Somit erfolgte die Ablehnung des Übertragungs-Antrags zu Recht. Daraus folgt, dass dem BF im Hinblick auf das Antragsjahr 2011 das Maximum an Einheitlicher Betriebsprämie gewährt wurde, zumal gemäß Art. 57 Abs. 2 VO (EG) 1122/2009 nie für mehr Fläche die Einheitliche Betriebsprämie gewährt werden kann, als dem Antragsteller Zahlungsansprüche zugewiesen wurden.
Da der BF in den Antragsjahren 2012 bis 2014 über keine Zahlungsansprüche mehr verfügte, konnte ihm auch keine Einheitliche Betriebsprämie mehr gewährt werden.

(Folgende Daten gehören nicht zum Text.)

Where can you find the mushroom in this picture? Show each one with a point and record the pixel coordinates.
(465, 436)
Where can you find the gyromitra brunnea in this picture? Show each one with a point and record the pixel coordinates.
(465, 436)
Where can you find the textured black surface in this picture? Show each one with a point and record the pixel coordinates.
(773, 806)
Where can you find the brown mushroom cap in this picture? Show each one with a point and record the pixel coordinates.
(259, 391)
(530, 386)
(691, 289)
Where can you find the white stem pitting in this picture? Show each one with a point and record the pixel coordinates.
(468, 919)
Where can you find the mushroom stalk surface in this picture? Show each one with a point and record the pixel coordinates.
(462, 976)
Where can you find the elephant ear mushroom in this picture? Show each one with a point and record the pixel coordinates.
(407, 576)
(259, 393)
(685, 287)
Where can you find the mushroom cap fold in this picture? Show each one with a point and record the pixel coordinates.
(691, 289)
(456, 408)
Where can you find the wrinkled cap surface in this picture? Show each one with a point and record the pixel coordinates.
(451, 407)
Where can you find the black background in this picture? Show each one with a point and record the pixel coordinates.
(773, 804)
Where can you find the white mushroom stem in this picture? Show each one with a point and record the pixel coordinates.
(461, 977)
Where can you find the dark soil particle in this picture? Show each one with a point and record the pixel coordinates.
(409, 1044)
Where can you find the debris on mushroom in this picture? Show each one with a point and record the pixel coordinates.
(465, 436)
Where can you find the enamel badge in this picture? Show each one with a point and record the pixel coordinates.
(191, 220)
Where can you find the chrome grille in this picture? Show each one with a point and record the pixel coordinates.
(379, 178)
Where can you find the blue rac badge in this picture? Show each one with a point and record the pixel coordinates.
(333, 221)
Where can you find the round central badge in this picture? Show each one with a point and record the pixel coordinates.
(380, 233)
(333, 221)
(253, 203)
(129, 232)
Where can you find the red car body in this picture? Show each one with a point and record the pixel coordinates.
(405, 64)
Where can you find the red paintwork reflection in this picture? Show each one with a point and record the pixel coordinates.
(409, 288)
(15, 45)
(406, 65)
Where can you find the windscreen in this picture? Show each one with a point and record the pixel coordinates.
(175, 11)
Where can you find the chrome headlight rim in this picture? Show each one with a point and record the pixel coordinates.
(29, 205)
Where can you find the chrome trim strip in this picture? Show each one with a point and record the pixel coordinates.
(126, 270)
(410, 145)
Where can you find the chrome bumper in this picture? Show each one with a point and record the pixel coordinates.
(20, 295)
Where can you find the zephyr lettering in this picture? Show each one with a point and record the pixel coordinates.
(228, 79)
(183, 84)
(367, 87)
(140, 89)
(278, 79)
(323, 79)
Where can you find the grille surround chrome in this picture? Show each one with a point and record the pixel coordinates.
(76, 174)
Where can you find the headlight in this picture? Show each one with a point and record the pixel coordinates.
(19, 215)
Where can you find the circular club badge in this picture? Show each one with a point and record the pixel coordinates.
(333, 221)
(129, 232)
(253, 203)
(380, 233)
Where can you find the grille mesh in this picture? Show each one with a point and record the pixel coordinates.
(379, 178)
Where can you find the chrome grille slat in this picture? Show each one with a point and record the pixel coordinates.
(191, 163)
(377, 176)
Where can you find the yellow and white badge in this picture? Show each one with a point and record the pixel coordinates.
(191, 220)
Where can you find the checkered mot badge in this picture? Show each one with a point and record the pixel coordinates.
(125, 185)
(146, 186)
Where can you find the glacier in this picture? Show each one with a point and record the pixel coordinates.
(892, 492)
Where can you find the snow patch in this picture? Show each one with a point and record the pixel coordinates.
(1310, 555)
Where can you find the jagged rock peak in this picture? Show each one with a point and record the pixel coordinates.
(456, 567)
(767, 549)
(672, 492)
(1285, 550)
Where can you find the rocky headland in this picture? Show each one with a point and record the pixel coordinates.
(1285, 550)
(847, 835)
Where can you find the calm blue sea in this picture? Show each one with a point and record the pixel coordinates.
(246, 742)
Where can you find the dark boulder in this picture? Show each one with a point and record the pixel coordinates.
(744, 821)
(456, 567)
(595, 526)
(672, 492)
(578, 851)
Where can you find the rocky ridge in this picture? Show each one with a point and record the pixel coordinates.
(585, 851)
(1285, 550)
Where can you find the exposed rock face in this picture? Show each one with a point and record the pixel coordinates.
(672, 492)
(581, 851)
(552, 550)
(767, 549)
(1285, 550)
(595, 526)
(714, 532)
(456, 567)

Die Entscheidung der AMA erfolgte somit in allen Antragsjahren zu Recht.
Zu B) Unzulässigkeit der Revision:
Gemäß § 25a Abs. 1 VwGG hat das Verwaltungsgericht im Spruch seines Erkenntnisses oder Beschlusses auszusprechen, ob die Revision gemäß Art. 133 Abs. 4 B-VG zulässig ist. Der Ausspruch ist kurz zu begründen.
Die Revision ist gemäß Art. 133 Abs. 4 B-VG nicht zulässig, weil die Entscheidung nicht von der Lösung einer Rechtsfrage abhängt, der grundsätzliche Bedeutung zukommt. Weder weicht die gegenständliche Entscheidung von der o.a. Rechtsprechung des Verwaltungsgerichtshofes ab, noch fehlt es an einer Rechtsprechung; weiters ist die vorliegende Rechtsprechung des Verwaltungsgerichtshofes auch nicht als uneinheitlich zu beurteilen. Auch liegen keine sonstigen Hinweise auf eine grundsätzliche Bedeutung der zu lösenden Rechtsfrage vor.